To be honest, there were moments where the amount of vulnerability shared by others for hundreds of people to access was alarming. I remember scrolling across a post where a girl I hardly knew told an emotional story about a fight which she had with her mom that turned physical, posting pictures of her injuries. I clicked on the comment section to see thirty one-liners like "Here for you" or "<3," in response. The girl's authenticity was undeniable, and I hope that the post created a community of comfort for people in similar situations.
I would never judge another person for their method of finding closure after traumatic experiences and admire her honesty. But personally, as someone who has struggled with navigating a relationship with an abusive parent, I couldn't imagine being so intimate on this platform. It just felt weird for me to post about personal struggles which I would normally only share with my friends, especially because I feared someone using my vulnerabilities against me in the future. I grew up being taught that everything posted on the internet will follow me forever, and I didn't want my legacy to be defined by my High School finsta posts.
Furthermore, I noticed a stark contrast between the content on many peoples' regular Instagram accounts (or "rinstas") and their finstas. A theme existed where people would post their best pictures that presented an ideal lifestyle on their main accounts while displaying their rough or comical moments on their finstas. I was not exempt from this trend and found myself comparing the two profiles and seeing a much different narrative.
The photo I posted of my boyfriend and me on my main account.
The photo I posted of my boyfriend and me on my finsta account.
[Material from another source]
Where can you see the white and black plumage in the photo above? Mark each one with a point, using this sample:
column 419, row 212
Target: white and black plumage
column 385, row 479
Despite my intentional avoidance of controversial content, I disliked this pressure to be perfect on my rinsta and funny or relatable on my finsta. It got to a point where I hardly ever posted on either purely because I didn't want to contribute to, or contradict, the image that I had cultivated over time. Finally, I decided I would just delete my finsta and try to be more genuine on my main Instagram account. I know now that it's really not that deep, and my social media presence doesn't define who I am or reflect what I am doing with my life. In college, I have bigger priorities which leave me with little time to stress over social media as I did in High School, and honestly, I am much happier now because of it.